Aug 03, 2015 6:00 am
Some of the stories that made the news Fri., Jul. 31 through Sun., Aug. 2

Rick Karlin reported at Capitol Confidential the rates for health insurers statewide next year will likely rise anywhere from 2 to 16 percent, depending on the plan, based on the information released by the state Department of Financial Services, Fri., Jul. 31. The approved increases were below the amounts initially requested by insurers. Anthony J. Albanese, Acting Superintendent of Financial Services, said: “We closely analyzed each insurer’s request and cut rates that were excessive or unreasonable. The influx of new consumers into the health insurance market in recent years means that rates for individuals will continue to be nearly 50 percent lower than before the creation of New York’s health exchange." A full list of the individual market rate actions can be found at www [dot] dfs [dot] ny [dot] gov.

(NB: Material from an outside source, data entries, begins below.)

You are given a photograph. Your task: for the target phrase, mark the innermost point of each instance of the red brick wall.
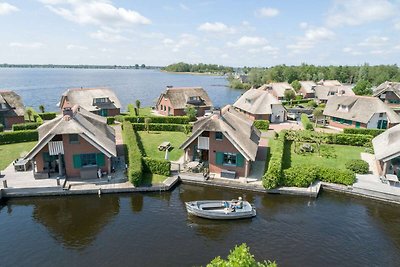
(83, 147)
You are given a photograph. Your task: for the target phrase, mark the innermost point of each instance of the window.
(229, 159)
(218, 136)
(88, 159)
(74, 139)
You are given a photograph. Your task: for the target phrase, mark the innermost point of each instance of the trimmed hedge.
(47, 115)
(272, 178)
(357, 166)
(26, 126)
(157, 166)
(132, 151)
(261, 124)
(373, 132)
(18, 137)
(163, 127)
(159, 119)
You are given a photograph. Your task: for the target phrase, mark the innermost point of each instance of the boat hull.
(216, 211)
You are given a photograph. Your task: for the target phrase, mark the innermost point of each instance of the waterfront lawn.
(334, 156)
(152, 140)
(152, 179)
(13, 151)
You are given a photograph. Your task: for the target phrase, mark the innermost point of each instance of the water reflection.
(75, 221)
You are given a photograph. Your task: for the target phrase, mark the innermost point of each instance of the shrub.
(159, 119)
(47, 115)
(306, 122)
(261, 124)
(25, 126)
(18, 137)
(373, 132)
(300, 176)
(157, 166)
(110, 120)
(357, 166)
(134, 157)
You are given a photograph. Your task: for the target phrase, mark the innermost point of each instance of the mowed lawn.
(336, 156)
(152, 140)
(11, 152)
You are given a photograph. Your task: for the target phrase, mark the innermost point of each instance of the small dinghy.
(221, 209)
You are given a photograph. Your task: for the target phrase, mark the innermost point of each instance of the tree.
(362, 87)
(147, 122)
(41, 108)
(29, 112)
(191, 112)
(137, 103)
(296, 85)
(240, 256)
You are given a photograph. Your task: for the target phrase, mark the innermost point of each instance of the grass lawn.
(151, 179)
(152, 140)
(332, 156)
(13, 151)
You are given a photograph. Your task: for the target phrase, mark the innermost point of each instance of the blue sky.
(234, 33)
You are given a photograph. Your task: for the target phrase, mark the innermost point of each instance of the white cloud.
(76, 47)
(246, 41)
(34, 45)
(374, 41)
(6, 8)
(216, 27)
(358, 12)
(267, 12)
(101, 13)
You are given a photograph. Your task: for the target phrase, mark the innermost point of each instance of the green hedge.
(261, 124)
(132, 151)
(157, 166)
(306, 122)
(47, 115)
(18, 137)
(159, 119)
(272, 178)
(357, 166)
(25, 126)
(163, 127)
(373, 132)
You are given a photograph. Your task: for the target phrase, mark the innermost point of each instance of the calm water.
(45, 86)
(154, 230)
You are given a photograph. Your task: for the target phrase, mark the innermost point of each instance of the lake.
(154, 229)
(45, 86)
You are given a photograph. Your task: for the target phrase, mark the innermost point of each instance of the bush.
(47, 115)
(357, 166)
(261, 124)
(159, 119)
(373, 132)
(110, 120)
(25, 126)
(157, 166)
(163, 127)
(18, 137)
(134, 157)
(300, 176)
(306, 122)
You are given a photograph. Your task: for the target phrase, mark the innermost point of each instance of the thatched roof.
(13, 104)
(238, 129)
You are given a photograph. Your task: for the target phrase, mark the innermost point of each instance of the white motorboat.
(221, 209)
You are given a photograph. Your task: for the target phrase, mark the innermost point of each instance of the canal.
(153, 229)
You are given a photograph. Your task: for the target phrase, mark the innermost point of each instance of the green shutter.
(219, 159)
(100, 159)
(77, 161)
(239, 160)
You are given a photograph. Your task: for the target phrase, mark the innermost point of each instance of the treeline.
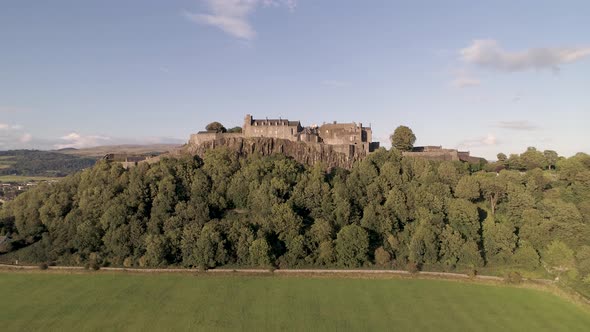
(41, 163)
(388, 211)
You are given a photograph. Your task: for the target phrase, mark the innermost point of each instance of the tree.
(464, 218)
(533, 159)
(526, 256)
(551, 157)
(583, 260)
(352, 246)
(499, 242)
(382, 257)
(403, 138)
(260, 253)
(558, 256)
(216, 127)
(468, 188)
(451, 244)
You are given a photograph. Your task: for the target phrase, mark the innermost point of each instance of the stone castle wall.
(331, 156)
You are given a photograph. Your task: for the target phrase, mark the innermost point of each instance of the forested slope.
(272, 211)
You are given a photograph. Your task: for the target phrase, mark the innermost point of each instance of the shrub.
(412, 267)
(128, 262)
(382, 257)
(513, 277)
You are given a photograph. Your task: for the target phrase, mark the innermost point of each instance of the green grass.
(18, 178)
(125, 302)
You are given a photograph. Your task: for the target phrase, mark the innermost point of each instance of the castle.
(347, 138)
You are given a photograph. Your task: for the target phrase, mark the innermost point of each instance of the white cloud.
(488, 53)
(517, 125)
(77, 141)
(26, 138)
(465, 82)
(232, 16)
(335, 83)
(489, 140)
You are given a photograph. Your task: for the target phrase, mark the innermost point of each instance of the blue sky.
(489, 78)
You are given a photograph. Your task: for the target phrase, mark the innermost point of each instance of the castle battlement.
(343, 137)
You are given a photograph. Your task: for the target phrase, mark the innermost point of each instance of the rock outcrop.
(303, 152)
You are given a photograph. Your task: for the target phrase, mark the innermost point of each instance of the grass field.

John Mason reported in the Register-Star a federal lawsuit has been filed against Columbia County Undersheriff John Davi and four Hudson police officers by two Greenport men. The two men, both 19 years old at the of the incident, allege they were beaten by Davi when they were detained by the police. The civil action was filed July 29 by Brooklyn attorney Leon Glickman on behalf of Thomas Ohlerich [OLE-rick] and Nicholas Barto in the U.S. District Court for the Northern District of New York. The plaintiffs charge that not only was Davi guilty of assault and battery, but that he also used his position to avoid arrest and to gain the assistance of the Hudson police officers. In addition to Davi, Hudson police Lt. James Delaney, Sgt. Dean Rowe, officers Kevin Sweet and Nicholas Pierro were also named as defendants. It is alleged that after being approached by the four Hudson police officers in September of 2014, the plaintiffs were ordered out of their car and subjected to a search. Although the officers found nothing illegal, the men were detained against their will. Learning that Davi's son, Zachary, was one of the young men in the car, the city police called the Undersheriff to the scene. The plaintiffs allege that Davi smelled of alcohol when he arrived, and that Pierro, Sweet and Delaney taunted and threatened them. All five defendants are charged with false arrest and imprisonment, and with the use of excessive force.

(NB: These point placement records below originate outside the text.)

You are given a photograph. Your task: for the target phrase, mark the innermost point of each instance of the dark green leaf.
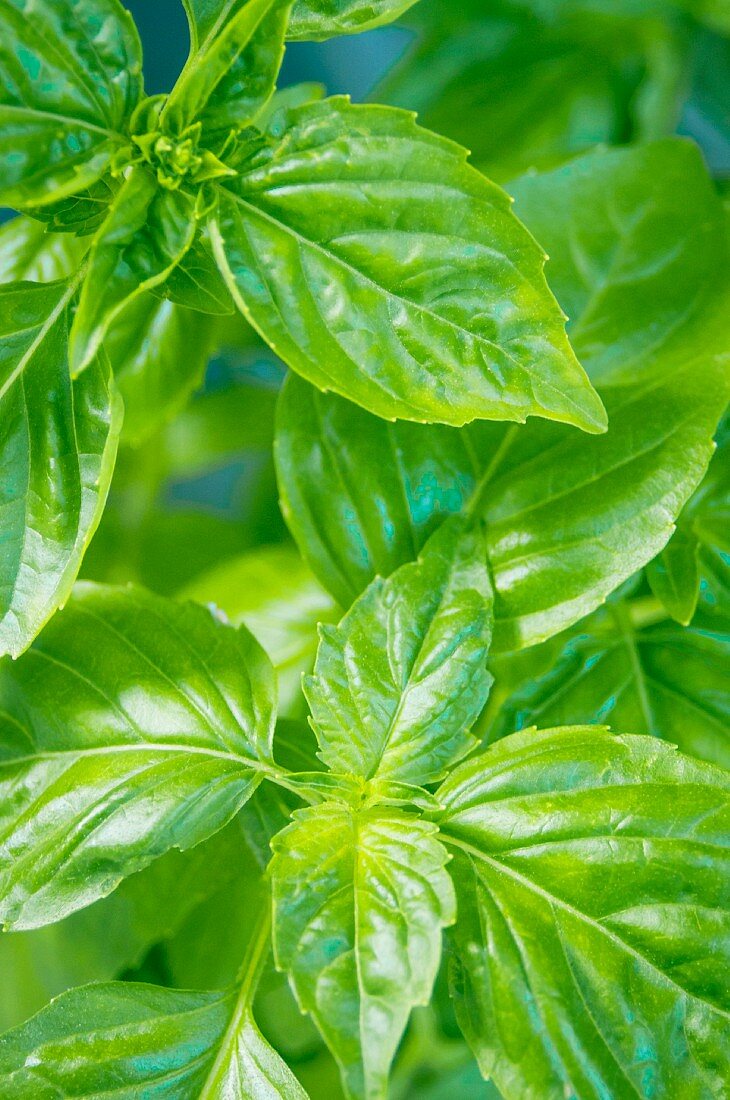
(593, 915)
(360, 900)
(398, 683)
(146, 233)
(57, 448)
(134, 1040)
(236, 51)
(378, 264)
(133, 725)
(70, 74)
(277, 597)
(324, 19)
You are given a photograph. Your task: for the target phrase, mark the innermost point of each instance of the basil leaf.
(343, 243)
(275, 595)
(159, 352)
(129, 710)
(70, 74)
(592, 915)
(57, 449)
(146, 233)
(324, 19)
(553, 79)
(29, 251)
(236, 51)
(400, 680)
(700, 543)
(652, 679)
(124, 1037)
(360, 900)
(568, 518)
(114, 934)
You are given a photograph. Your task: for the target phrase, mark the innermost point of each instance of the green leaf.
(700, 543)
(593, 915)
(135, 1040)
(146, 233)
(400, 680)
(360, 900)
(652, 679)
(324, 19)
(57, 449)
(159, 352)
(378, 264)
(70, 74)
(132, 726)
(553, 79)
(235, 55)
(114, 934)
(277, 597)
(568, 518)
(29, 251)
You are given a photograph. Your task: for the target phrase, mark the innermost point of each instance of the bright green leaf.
(147, 232)
(398, 683)
(324, 19)
(135, 1040)
(236, 51)
(277, 597)
(57, 448)
(378, 264)
(28, 251)
(69, 77)
(360, 900)
(132, 726)
(593, 902)
(568, 517)
(651, 679)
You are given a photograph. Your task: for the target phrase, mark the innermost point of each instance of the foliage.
(340, 815)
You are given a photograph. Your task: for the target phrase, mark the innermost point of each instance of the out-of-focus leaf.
(324, 19)
(593, 915)
(132, 726)
(273, 592)
(57, 448)
(360, 900)
(378, 264)
(399, 682)
(70, 74)
(236, 51)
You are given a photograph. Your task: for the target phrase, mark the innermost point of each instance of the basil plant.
(390, 805)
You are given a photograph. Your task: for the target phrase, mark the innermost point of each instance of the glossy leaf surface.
(148, 230)
(398, 683)
(131, 1040)
(378, 264)
(593, 902)
(360, 900)
(324, 19)
(132, 726)
(277, 597)
(57, 448)
(568, 517)
(236, 50)
(69, 77)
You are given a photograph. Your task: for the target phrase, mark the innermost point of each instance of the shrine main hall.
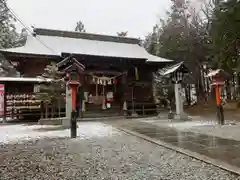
(118, 70)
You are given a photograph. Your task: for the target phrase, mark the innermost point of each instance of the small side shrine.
(218, 78)
(177, 73)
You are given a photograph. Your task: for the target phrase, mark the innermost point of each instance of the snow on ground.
(201, 125)
(100, 152)
(14, 133)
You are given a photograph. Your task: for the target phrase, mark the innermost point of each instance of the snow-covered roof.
(96, 45)
(156, 59)
(173, 68)
(24, 79)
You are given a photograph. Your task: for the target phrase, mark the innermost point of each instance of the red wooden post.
(218, 79)
(218, 99)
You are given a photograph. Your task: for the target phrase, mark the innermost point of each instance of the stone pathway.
(100, 152)
(223, 150)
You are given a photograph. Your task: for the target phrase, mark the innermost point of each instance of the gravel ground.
(200, 125)
(99, 152)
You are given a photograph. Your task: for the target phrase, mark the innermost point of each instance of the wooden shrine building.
(117, 69)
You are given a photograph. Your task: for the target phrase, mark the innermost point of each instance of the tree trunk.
(59, 108)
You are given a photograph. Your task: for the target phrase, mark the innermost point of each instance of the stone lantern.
(177, 73)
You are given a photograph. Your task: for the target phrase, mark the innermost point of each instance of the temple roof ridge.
(85, 35)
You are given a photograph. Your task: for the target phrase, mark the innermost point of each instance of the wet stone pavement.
(224, 150)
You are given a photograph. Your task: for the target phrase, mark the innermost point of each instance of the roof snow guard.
(176, 67)
(49, 42)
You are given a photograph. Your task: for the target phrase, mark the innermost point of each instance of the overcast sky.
(99, 16)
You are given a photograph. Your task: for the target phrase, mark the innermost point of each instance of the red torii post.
(218, 80)
(73, 69)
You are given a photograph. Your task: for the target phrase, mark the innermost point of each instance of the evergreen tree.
(8, 34)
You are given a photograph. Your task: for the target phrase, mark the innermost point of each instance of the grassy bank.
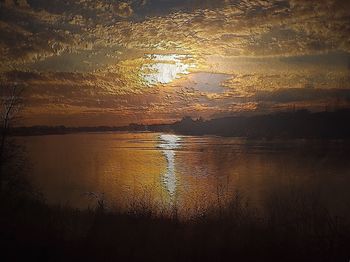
(292, 227)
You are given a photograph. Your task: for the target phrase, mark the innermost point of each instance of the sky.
(108, 62)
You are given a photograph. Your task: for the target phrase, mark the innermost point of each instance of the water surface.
(189, 172)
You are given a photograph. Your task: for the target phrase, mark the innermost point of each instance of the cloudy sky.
(109, 62)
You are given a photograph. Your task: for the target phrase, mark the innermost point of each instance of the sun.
(163, 69)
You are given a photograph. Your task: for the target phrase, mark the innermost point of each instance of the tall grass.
(292, 226)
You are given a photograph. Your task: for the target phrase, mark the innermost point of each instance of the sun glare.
(163, 69)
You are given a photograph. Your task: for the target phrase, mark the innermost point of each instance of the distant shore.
(299, 124)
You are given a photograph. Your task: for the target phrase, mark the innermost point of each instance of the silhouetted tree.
(11, 103)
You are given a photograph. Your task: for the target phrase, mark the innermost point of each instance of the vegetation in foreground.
(292, 227)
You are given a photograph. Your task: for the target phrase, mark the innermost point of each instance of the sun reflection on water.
(169, 143)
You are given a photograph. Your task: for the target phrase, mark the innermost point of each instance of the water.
(189, 172)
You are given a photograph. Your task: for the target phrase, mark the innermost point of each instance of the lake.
(190, 172)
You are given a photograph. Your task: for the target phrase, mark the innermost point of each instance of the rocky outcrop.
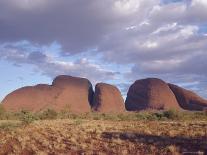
(187, 99)
(72, 93)
(107, 99)
(150, 93)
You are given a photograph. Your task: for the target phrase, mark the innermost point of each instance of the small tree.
(48, 114)
(27, 117)
(2, 111)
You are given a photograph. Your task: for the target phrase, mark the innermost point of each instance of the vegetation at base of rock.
(50, 114)
(27, 117)
(82, 136)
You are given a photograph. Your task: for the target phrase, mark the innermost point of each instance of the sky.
(111, 41)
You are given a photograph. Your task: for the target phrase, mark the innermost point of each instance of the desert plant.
(27, 117)
(172, 114)
(48, 114)
(2, 111)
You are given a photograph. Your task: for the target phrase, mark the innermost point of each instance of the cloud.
(162, 38)
(50, 66)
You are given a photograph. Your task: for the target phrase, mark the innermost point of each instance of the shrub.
(172, 114)
(48, 114)
(2, 112)
(27, 117)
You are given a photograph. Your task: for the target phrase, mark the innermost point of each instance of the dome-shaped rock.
(107, 99)
(65, 92)
(187, 99)
(150, 93)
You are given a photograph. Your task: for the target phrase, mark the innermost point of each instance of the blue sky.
(133, 39)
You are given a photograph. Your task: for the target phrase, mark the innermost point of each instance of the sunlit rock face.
(65, 93)
(150, 93)
(187, 99)
(107, 99)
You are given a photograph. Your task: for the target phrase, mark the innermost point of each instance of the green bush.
(2, 112)
(49, 114)
(27, 117)
(172, 114)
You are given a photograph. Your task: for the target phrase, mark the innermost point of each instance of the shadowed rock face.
(65, 92)
(188, 100)
(107, 98)
(150, 93)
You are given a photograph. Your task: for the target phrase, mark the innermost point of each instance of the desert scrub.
(27, 117)
(49, 114)
(8, 125)
(2, 112)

Audrey Matott reported in The Daily Mail Cairo town residents, business owners and officials filled town hall Thu., Jul. 30, to voice their support and concerns regarding the proposed town zoning law. The opinions expressed were a mix of those who supported the proposed zoning law and those who felt the pending law was too much too soon, and too restrictive both for existing and potential new businesses. Galen Joseph-Hunter reported for WGXC many small business owners opposed a part of the proposal that limits building expansion to 25 percent for pre-existing businesses of types not permitted based on the proposed zoning map, which outlines where specific types of activities may take place. Documentation distributed at the meeting is available at the Town of Cairo website (Town of Cairo [dot] com). To listen to the full public hearing, go to wavefarm [dot] org/archive and search for "Town of Cairo Proposed Zoning Law Public hearing."

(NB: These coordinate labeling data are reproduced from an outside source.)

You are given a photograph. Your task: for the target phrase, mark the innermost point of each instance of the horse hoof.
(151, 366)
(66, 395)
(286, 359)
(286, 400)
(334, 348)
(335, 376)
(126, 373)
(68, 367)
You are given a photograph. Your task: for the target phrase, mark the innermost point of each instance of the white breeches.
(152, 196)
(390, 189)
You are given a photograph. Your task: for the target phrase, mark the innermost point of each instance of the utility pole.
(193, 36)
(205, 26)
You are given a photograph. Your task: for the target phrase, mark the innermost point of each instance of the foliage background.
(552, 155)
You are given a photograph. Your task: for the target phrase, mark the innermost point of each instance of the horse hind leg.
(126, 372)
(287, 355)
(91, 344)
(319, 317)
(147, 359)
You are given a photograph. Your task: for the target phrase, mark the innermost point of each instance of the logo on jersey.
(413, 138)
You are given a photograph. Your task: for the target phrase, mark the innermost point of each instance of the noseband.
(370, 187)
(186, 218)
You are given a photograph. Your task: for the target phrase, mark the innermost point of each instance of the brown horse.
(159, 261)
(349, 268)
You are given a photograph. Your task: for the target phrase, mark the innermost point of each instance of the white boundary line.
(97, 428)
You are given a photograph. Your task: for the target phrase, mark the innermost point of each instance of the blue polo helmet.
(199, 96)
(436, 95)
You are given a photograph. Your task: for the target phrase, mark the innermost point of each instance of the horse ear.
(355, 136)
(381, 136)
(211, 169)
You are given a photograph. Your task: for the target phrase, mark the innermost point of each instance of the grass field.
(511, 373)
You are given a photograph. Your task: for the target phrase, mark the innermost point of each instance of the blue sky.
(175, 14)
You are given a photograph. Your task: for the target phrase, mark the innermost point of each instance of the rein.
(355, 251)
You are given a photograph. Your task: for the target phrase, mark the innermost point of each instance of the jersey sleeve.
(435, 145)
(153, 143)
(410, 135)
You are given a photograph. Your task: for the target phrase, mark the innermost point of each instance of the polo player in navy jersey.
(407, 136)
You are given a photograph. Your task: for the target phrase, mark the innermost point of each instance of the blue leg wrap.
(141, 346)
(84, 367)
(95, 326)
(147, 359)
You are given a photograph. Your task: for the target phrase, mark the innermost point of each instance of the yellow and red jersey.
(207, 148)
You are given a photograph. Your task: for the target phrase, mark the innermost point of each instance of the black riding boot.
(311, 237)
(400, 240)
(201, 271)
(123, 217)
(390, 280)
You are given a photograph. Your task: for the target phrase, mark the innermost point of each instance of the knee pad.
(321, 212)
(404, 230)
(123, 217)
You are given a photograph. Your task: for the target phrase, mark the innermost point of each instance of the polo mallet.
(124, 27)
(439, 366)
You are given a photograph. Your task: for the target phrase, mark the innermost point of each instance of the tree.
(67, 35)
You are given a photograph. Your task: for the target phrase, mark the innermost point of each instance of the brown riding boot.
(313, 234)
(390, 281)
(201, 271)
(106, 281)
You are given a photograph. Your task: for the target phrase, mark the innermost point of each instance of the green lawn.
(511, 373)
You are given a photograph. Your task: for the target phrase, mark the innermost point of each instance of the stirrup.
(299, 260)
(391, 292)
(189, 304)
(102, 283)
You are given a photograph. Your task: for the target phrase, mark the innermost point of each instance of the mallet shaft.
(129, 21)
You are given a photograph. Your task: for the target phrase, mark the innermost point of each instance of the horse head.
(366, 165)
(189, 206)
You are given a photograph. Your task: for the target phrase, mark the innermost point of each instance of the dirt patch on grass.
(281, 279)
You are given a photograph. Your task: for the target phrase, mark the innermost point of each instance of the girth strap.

John Mason reported in the Register-Star the New York State Office of Parks, Recreation and Historic Preservation has determined that Hudson’s North Bay shacks, sometimes known as the Furgary Boat Club, are eligible for inclusion in the National Register of Places of Historic Significance. This comes at a time when the city of Hudson has been moving toward tearing most or all of the structures down. The report found the shacks are significant in the areas of maritime history, social history and architecture. While the 17 cabins most recently had recreational purposes, they evolved from buildings that were in place more than a century ago, when the property was a river’s edge fish market, according to the report. Tim O’Connor, of the South Bay Task Force, said he was not sure what it meant for the shanties to be “eligible" but, he said, he was happy. “I would say thank goodness there’s a state agency that’s above politics and took a fair look at this and recognized something of value,” O’Connor said.